Question

Solve x/3+y/2=4 2/3x-y/6=1 by elemenation method

Answer 1

★ Solution :-

$\sf \leadsto \dfrac{x}{3} + \dfrac{y}{2} = 4 \: \: - - - (i)$

$\sf \leadsto \dfrac{2}{3}x + \dfrac{y}{6} = 1 \: \: - - - (ii)$

Now, by multiplying the first equation by 1/3.
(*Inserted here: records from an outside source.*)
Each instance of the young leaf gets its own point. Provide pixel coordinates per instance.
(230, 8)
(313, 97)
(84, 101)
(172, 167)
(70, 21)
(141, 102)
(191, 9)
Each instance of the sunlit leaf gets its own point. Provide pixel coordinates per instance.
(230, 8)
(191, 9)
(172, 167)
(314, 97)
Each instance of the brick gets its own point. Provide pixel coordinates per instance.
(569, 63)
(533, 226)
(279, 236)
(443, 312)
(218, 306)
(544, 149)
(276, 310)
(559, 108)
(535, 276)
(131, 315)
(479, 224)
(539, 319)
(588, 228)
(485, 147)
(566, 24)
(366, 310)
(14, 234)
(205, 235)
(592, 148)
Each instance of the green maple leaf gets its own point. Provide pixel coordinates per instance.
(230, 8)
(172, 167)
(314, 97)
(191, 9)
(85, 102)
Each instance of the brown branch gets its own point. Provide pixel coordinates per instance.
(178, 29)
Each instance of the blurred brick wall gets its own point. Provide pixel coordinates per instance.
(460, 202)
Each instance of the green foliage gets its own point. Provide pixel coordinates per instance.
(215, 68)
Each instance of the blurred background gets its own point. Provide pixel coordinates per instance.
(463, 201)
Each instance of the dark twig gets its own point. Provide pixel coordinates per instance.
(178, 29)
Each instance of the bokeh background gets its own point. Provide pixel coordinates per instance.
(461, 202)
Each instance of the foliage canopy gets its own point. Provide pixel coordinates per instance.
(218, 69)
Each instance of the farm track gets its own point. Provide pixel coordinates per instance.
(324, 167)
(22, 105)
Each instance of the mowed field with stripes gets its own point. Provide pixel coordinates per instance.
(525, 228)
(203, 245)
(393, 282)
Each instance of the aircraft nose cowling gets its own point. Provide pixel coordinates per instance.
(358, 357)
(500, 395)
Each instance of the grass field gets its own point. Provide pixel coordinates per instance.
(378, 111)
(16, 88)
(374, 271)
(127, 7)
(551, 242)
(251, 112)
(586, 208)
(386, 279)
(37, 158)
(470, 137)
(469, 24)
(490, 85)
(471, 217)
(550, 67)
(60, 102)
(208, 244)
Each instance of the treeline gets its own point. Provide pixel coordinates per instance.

$\sf \leadsto \dfrac{1}{3} \bigg( \dfrac{x}{3} + \dfrac{y}{2} = 4 \bigg)$

$\sf \leadsto \dfrac{x}{9} + \dfrac{y}{6} = \dfrac{4}{3}$

Now, by subtracting both the equations,

$\sf \: \: \: \: \: \dfrac{x}{9} + \dfrac{y}{6} = \dfrac{4}{3} \\ \sf - \: \dfrac{2x}{3} + \frac{y}{6} = 1$

$\sf \leadsto \dfrac{ - 5x}{9} + 0 = \dfrac{1}{3}$

$\sf \leadsto \dfrac{ - 5x}{9} = \dfrac{1}{3}$

$\sf \leadsto 3( - 5x) = 9(1)$

$\sf \leadsto - 15x = 9$

$\sf \leadsto x = \dfrac{9}{ - 15}$

$\sf \leadsto x = \dfrac{ - 3}{5}$

Now, by first equation,

$\sf \leadsto \dfrac{x}{3} + \dfrac{y}{2} = 4$

$\sf \leadsto \dfrac{\dfrac{ - 3}{5}}{3} + \dfrac{y}{2} = 4$

$\sf \leadsto \dfrac{ - 1}{5} + \dfrac{y}{2} = 4$

$\sf \leadsto \dfrac{ - 2 + 5y}{5} = 4$

$\sf \leadsto - 2 + 5y = 4(5)$

$\sf \leadsto - 2 + 5y = 20$

$\sf \leadsto 5y = 20 + 2$

$\sf \leadsto 5y = 22$

$\sf \leadsto y = \dfrac{22}{5}$

Therefore, the values of x and y are -3/5 and 22/5 respectively.